The visuals are stunning. From the opening shot of the Great Wall of China, to the lush foliage of the bamboo forests, to the intimate peek at the pandas at play, the cinematography is first rate.
Unfortunately, the story is plodding and simple-minded. The filmmakers underestimated the appeal of the giant pandas and shortchanged the stars of this 50-minute piece. Instead, the plot focuses on the real-life story of Ruth Harkness–a New York socialite who traveled to Shanghai in 1936 to collect the ashes of her late husband, who died while studying China’s giant panda population.
After encountering his nemesis–a cold-hearted hunter who’s eager to get his hands on her husband’s panda maps–she decides to finish the expedition herself and see firsthand whether the animals are as gentle as her husband had promised, or the ferocious beasts that game hunters claimed.
“You’re a silly, sentimental woman,” the hunter tells her.
He’s not too far off in describing the celluloid Harkness, portrayed by Maria Bello of “Coyote Ugly” fame. While the real-life Harkness was a pioneer in her own right, bringing the first living giant panda to the Brookfield Zoo in 1937, the on-screen version is a woman whose childish competitiveness leads her entire expedition into trouble.
Plot aside, Bello is a likable actress who does what she can with this after-school special-like script. When a fortune teller informs her that she’s come to China to have a baby, she looks puzzled. But the moviegoers all know what this means: She will be bringing home a baby panda.
We learn very little about the giant panda until the end credits, when a narrator doles out some interesting facts.
Giant pandas have been on Earth for more than three million years. But since the 1970s, the available panda habitat has shrunk by 50 percent. They are only found in the wild in China, and there are only about 1,000 giant pandas living in China, with another 100 in captivity.
Since females usually have twins, four litters might produce eight babies. The film errs in showing a female panda with her twin cubs in the wild. I learned on a Discovery Channel special that female pandas are peculiar in that they will raise only one of their young. Unless the babies are born in captivity–where a human can care for the other twin–one of the twins will die. This is also noted in the film’s press kit, but there’s no mention of it in the film.
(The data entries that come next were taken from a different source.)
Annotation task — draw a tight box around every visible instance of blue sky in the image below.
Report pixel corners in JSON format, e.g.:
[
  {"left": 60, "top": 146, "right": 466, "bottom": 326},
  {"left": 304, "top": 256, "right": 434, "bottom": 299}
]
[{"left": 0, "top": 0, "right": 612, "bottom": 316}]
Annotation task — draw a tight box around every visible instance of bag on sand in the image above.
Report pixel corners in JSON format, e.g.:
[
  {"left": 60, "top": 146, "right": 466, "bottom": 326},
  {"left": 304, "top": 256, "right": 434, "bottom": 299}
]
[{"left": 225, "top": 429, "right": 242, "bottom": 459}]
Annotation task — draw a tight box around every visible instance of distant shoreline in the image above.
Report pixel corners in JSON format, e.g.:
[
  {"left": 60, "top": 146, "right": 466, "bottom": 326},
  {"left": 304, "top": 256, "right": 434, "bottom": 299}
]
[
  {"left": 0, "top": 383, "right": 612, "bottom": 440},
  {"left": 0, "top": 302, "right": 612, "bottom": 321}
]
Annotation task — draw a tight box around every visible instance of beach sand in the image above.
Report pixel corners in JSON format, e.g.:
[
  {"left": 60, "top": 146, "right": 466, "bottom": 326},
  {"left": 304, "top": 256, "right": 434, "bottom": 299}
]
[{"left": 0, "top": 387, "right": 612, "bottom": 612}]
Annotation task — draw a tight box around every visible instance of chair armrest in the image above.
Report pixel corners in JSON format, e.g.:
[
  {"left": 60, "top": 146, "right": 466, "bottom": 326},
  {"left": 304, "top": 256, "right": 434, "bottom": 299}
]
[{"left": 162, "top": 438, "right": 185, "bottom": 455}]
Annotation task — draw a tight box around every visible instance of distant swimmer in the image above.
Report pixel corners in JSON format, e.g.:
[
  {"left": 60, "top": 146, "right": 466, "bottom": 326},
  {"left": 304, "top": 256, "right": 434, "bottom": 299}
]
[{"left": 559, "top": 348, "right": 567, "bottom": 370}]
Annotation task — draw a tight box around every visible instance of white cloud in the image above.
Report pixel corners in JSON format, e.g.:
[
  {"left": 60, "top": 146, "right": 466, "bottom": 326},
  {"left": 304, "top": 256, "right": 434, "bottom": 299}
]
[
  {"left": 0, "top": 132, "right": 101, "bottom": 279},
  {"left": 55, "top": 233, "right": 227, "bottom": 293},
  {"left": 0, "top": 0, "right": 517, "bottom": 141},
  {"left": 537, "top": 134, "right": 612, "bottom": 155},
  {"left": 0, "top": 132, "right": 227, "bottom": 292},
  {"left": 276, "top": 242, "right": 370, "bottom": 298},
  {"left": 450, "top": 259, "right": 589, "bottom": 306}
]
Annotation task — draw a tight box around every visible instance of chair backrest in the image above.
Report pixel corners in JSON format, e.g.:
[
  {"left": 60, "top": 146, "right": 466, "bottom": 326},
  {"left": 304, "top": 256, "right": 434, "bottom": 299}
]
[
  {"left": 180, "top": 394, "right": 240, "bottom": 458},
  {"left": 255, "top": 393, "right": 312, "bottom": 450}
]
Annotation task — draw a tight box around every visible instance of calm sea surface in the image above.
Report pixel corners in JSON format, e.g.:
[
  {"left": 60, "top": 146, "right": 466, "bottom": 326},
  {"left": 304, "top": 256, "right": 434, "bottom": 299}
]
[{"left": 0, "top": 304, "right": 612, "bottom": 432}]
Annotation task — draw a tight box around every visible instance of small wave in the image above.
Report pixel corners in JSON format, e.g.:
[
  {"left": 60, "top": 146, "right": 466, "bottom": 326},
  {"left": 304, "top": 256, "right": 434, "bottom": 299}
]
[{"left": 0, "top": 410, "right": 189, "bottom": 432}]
In her autobiographical book, The Lady and the Panda, Harkness wrote, “I wondered why, of all people, I, who had quietly been designing clothes in New York, should have been selected by the gods of chance to be the first to bring a live Giant Panda to civilization.”
The film doesn’t really answer that. Or how she was able to persuade the Chinese government to allow her to bring the panda to the United States. Su Lin, the panda cub brought to the Brookfield Zoo, died a year after leaving China.
Still, the panda is the single most popular attraction in American zoos. It would’ve been nice if we could have seen more of them in this film.